Quando vedo una giovane ragazza colle mani fini e bellissime che mi scappa dal portone della metro non credo che ne sono attratto sessualmente. Credo che sia che mi è negato di guardare, palpare collo sguardo in tutta calma, la sua bellezza, che mi fa soffrire.
Ce n’era prima come una sorta di momento preparatorio. Bastava osservare il suo gesto: due gambe abbastanza lunghe, esili, data la sua statura non troppo alta, raggiuntesi cautamente fin nel punto delle ginocchia (giacché davano la sensazione di essere quei due rami più di un tutt’uno); due archi che si costruivano in maniera simmetrica sotto i lati inferiori e interni, affiancati, dei piedi di un’altrettanta lunghezza per una lieve contrazione di muscoli all’insù, e solo leggermente dischiusi appena al di sotto delle loro caviglie (che, effettivamente, sinché si toccavano, non permettevano ai piedi l’affiancarsi del tutto*): poiché questa timidezza mi faceva già cenno alla seguente «apparizione» delle sue mani splendenti d’una bellezza incomparabile – tali erano la lunghezza e sottilezza delle dita! –; e, d’altronde, come non avrebbero dovuti essere quei parti, che una dopo l’altra si offrivano alla mia vista, altro che dei segni premonitori per quel mi che stava per avvenire di in un solo tempo prodigioso e doloroso? In un breve attimo avrei intravisto un qualcosa scintillare, ma che non avrei potuto afferrare – se non forse più tardi, rivista vagamente quel mistero dalla memoria, si sfogasse in una linea o in una parte di una lettera.

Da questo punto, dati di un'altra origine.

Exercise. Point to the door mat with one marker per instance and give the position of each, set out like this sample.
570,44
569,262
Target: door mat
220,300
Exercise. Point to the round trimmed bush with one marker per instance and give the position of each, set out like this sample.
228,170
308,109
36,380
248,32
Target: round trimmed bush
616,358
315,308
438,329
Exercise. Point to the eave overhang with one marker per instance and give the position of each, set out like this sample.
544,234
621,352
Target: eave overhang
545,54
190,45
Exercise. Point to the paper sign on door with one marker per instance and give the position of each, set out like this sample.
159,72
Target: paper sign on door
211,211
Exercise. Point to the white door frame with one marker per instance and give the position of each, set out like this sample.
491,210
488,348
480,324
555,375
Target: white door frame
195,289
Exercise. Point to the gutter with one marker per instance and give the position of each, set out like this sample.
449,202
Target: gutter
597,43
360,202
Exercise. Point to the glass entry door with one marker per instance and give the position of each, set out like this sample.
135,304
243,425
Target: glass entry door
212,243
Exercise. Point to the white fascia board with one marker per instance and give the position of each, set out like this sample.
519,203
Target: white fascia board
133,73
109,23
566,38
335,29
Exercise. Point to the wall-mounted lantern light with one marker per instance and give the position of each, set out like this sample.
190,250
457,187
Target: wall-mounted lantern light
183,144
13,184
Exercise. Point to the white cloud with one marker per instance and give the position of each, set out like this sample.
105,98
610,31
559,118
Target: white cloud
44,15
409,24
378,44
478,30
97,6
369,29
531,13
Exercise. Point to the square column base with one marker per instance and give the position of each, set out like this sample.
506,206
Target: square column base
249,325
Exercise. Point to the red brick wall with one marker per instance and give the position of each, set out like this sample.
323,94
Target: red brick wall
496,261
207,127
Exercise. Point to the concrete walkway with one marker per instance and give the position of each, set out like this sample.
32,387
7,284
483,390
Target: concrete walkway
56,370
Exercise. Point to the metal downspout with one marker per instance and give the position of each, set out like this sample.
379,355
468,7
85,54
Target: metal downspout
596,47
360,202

Sono convinto che ci sia un nesso forte tra un certo tipo di gesti (come pure la timidezza colla quale affiancava la mano al suo collo prima di andarsene) e la conformazione stessa [la ‘Beschaffenheit’] delle membra di un corpo (in quel caso la sottilezza delle dita). Come se la persona che le portasse fosse tenuta a, o non a, metterle in mostra. Una specie di responsabilità verso la bellezza stessa cui forse anche quella ragazza intuiva di esserne uno strumento.

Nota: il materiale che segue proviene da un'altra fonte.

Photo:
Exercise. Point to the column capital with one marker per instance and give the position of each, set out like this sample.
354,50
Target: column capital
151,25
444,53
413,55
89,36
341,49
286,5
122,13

[*e dimodoché il contatto che i suoi piedi mantenessero col suolo, col «fango del mondo» restasse del minimo possibile senza l’aiuto d’alcun mezzo intermediario come lo sono le scarpe -> eventualmente citare da «L’inconscio ottico»]Non è una questione di capacità o non-capacità, diciamo fisiognomica, che regola i gesti (entro i limiti dei nostri arti); che piuttosto una certa «sapienza d’anima» che vuol dare risalto alle proprie forme del nostro corpo.
E mi chiedo come una guancia dolce e morbida possa essere per noi che la guardiamo due volte più bella di com’è per qualcuno, soltanto quando la persona che la porta si apre verso di noi con dei gesti gentili e accoglienti. Mi fa pensare se è la bella forma a farci innamorare o l’amore a venir creare la dolcezza della forma in noi.
Perché la forma in sé rimane muta, solo l’attuarsi dei gesti la collega agli avvenimenti del nostro passato: ci permette, come direbbe Proust, una «comunicazione col cuore». Una via indiretta allora, a una cosa nascosta e invisibile, cui di solito solo nel profumo1 troviamo l’accesso immediato e senza preamboli.
[citare Marcel Proust: p. 136, «La strada di Swann»]
[1‘odore’ oppure: ‘sul terreno dell’odore’]Così si potrebbe dire che la bellezza non foss’altro che un rimando, un ri–a–ccordo al passato e soprattutto alla nostra giovinezza. E se ci sono tanti simboli per la bellezza è chiaro che la bellezza stessa è un simbolo alla fine: un simbolo delle esperienze avvenute, delle cose viste, sentite: la vita.